Neural Correlates of Reinforcement Learning in Mid-lateral Cerebellum

Abstract

The role of the cerebellum in non-motor learning is poorly understood. Here, we investigated the activity of Purkinje cells (P-cells) in the mid-lateral cerebellum as the monkey learned to associate one arbitrary symbol with the movement of the left hand and another with the movement of the right hand. During learning, but not when the monkey had learned the association, the simple spike responses of P-cells reported the outcome of the animal's most recent decision without concomitant changes in other sensorimotor parameters such as hand movement, licking, or eye movement. At the population level, P-cells collectively maintained a memory of the most recent decision throughout the entire trial. As the monkeys learned the association, the magnitude of this reward-related error signal approached zero. Our results provide a major departure from the current understanding of cerebellar processing and have critical implications for cerebellum's role in cognitive control.

Keywords: Purkinje cell; cerebellum; cognition; complex spike; crus I; crus II; learning; reinforcement learning; simple spike; visuomotor association learning.

Figure 1:. Mid-lateral cerebellum and visuomotor association A.

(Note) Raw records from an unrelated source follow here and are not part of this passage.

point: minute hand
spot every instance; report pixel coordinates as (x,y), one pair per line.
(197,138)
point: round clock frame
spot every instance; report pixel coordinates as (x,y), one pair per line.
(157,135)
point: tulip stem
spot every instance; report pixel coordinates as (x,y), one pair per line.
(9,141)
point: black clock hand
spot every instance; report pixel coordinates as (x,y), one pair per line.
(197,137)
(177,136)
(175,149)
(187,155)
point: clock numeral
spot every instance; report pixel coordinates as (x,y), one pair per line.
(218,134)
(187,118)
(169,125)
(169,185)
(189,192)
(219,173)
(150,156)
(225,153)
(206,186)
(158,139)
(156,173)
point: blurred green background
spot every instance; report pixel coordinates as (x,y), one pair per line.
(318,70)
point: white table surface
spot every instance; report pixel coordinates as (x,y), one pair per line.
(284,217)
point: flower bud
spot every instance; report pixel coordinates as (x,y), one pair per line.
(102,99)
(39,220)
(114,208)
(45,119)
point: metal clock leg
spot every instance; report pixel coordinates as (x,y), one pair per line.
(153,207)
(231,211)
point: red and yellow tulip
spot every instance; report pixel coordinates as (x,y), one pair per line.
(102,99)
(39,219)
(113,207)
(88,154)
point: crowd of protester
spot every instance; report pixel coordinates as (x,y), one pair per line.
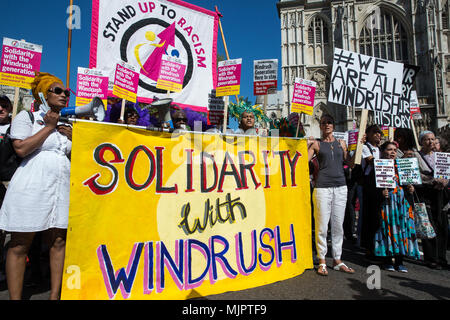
(346,203)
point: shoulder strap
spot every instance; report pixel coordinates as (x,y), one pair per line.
(31,115)
(370,148)
(426,162)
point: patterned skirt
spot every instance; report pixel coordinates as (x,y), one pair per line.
(397,234)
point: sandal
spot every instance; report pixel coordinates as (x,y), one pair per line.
(324,271)
(343,268)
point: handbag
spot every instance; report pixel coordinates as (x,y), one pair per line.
(424,229)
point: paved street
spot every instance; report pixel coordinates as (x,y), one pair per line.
(420,283)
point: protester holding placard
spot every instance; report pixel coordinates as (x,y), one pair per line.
(247,116)
(369,221)
(396,236)
(5,121)
(433,194)
(330,194)
(114,108)
(38,194)
(440,145)
(405,139)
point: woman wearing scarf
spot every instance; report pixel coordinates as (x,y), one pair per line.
(396,235)
(432,192)
(37,198)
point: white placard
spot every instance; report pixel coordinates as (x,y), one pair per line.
(442,165)
(366,82)
(384,173)
(408,171)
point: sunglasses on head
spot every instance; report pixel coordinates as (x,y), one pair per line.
(59,90)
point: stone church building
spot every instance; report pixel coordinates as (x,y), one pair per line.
(408,31)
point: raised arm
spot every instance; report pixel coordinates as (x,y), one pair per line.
(28,145)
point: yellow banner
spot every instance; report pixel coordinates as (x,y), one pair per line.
(177,216)
(169,85)
(79,101)
(124,94)
(228,91)
(13,80)
(299,108)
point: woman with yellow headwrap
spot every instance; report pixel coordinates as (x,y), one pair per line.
(37,198)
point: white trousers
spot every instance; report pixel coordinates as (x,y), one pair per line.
(329,204)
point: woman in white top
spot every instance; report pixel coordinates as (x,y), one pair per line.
(38,194)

Two-alternative forced-choice discrimination task (top) and parameters (bottom): The monkeys pressed each bar with a hand, and a white square appeared that served as the cue for the start of the trial. Then one of the two visual symbols appeared briefly. The monkey lifted the hand associated with the presented symbol to earn an immediate reward. The correct symbol-choice associations are shown for the overtrained task (Green symbol – left hand; Pink symbol – right hand). B. Mean learning curve of both monkeys while they learned a new visuomotor association from an overtrained (OT) one. Inset shows the strategy of learning at the start and the end of learning. The horizontal broken line is the chance level. See also Fig S1 for behavior separated by monkeys. C. Schematic of a simple reinforcement learning rule. The value function V(t) is updated at every iteration (t) with a learning rate η, if the action was rewarded. This happens until it reaches a steady state value (V_∞). If the action was not rewarded, the value function will not be updated. D. T1 MRI of the cerebellum recording locations (yellow markers) in both monkeys. The first panel is the coronal slice showing the chamber location and the burr-hole tract (yellow). Inset shows the chamber and the burr-hole location from bird’s eye view. The next four panels are sagittal reconstructions showing recording locations (yellow markers). E. Representative raw neural recording from a P-cell showing simple spikes (black) and a complex spike (pink). F. Leftmost panel: average traces of simple spikes (SS) and complex spikes (CS) from the cell shown in Fig 1e. Left-center panel: Probability of SS interspike interval distribution for the same cell. Right-center panel: Probability of CS interspike interval distribution for the same cell. Rightmost panel: A plot of probability of SS occurring at time = t, given a CS occurred at time = 0 (pink line), probability of SS occurring at time t, given a SS occurred at time = 0 (black line) and probability of SS occurring at time t, given a CS occurred at a random time = × (pale pink line). G. Each row shows the z-scored trial-averaged spike response of a single P-cell aligned on the symbol onset (sym) and bar-release hand movement onset (movt).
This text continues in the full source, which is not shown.